So the only things you really need to know are:

  1. class foo = ... can be treated as type foo, and
  2. #source can be treated as just source.

However, we do make use of row-polymorphism. For example, in addition to source and sink, we have two_way, which includes both APIs. You have to know that the # allows you to call read on a socket, even though it looks at first like a separate type.

I would note though that Python has objects, methods and classes and is regularly recommended as a first language for children. I’m not saying this is a good thing (objects shouldn’t be first choice if something else will do), but it’s not an advanced topic.

and to decode the more difficult type errors from object types.

Using functions to access objects seems to avoid that problem.

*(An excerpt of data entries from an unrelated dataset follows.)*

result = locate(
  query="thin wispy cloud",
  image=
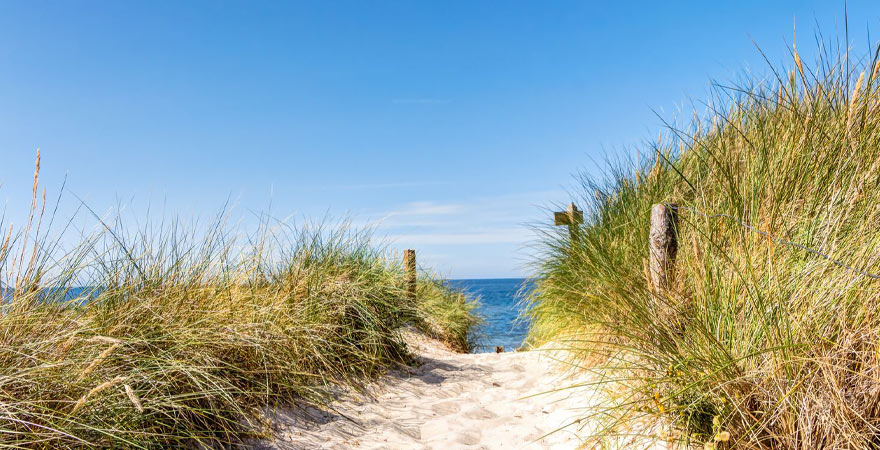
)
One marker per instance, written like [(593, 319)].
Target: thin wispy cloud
[(463, 229), (377, 186)]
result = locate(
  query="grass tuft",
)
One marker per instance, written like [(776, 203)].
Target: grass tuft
[(758, 343), (164, 337)]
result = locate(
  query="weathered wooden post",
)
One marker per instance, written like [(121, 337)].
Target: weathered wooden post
[(571, 217), (664, 245), (409, 267)]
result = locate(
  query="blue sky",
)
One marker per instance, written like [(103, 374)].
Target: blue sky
[(450, 124)]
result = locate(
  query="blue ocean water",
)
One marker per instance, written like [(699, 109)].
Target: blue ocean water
[(500, 309)]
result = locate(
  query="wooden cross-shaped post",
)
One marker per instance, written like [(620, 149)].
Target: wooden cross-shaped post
[(571, 217)]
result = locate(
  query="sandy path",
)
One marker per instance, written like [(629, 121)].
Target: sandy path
[(450, 401)]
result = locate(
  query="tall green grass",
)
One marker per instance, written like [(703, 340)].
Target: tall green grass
[(184, 338), (758, 344)]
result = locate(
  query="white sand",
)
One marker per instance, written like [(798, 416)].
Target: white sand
[(450, 401)]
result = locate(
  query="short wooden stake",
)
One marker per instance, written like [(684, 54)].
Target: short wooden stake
[(664, 245), (409, 267), (572, 217)]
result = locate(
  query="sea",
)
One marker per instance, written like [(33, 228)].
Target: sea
[(500, 308)]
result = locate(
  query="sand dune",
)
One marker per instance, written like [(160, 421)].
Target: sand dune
[(450, 401)]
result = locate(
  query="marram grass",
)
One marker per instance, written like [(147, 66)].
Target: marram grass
[(758, 344), (185, 340)]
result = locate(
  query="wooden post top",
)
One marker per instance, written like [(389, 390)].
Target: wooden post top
[(571, 216)]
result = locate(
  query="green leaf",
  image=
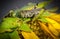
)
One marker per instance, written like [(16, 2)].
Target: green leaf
[(26, 19), (43, 4), (14, 35), (4, 36), (8, 23), (43, 19), (54, 9), (46, 13), (24, 27), (29, 6)]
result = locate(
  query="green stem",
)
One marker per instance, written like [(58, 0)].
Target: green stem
[(40, 13)]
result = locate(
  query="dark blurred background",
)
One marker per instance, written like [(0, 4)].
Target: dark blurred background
[(6, 5)]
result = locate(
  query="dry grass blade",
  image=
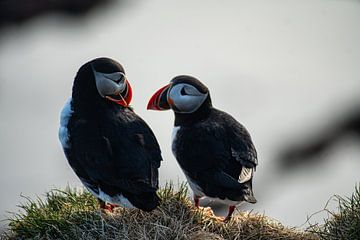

Here’s an example, where we try to write to stdin instead of stdout:

let () =
  Eio_main.run @@ fun env ->
  let dst = Eio.Stdenv.stdin env in
  Eio.Flow.copy_string "Hello!\n" dst
                                  ^^^
Error: This expression has type Eio.Flow.source
       but an expression was expected of type #Eio.Flow.sink
       The first object type has no method copy

Taking a method call on every operation also seems like an unnecessary cost.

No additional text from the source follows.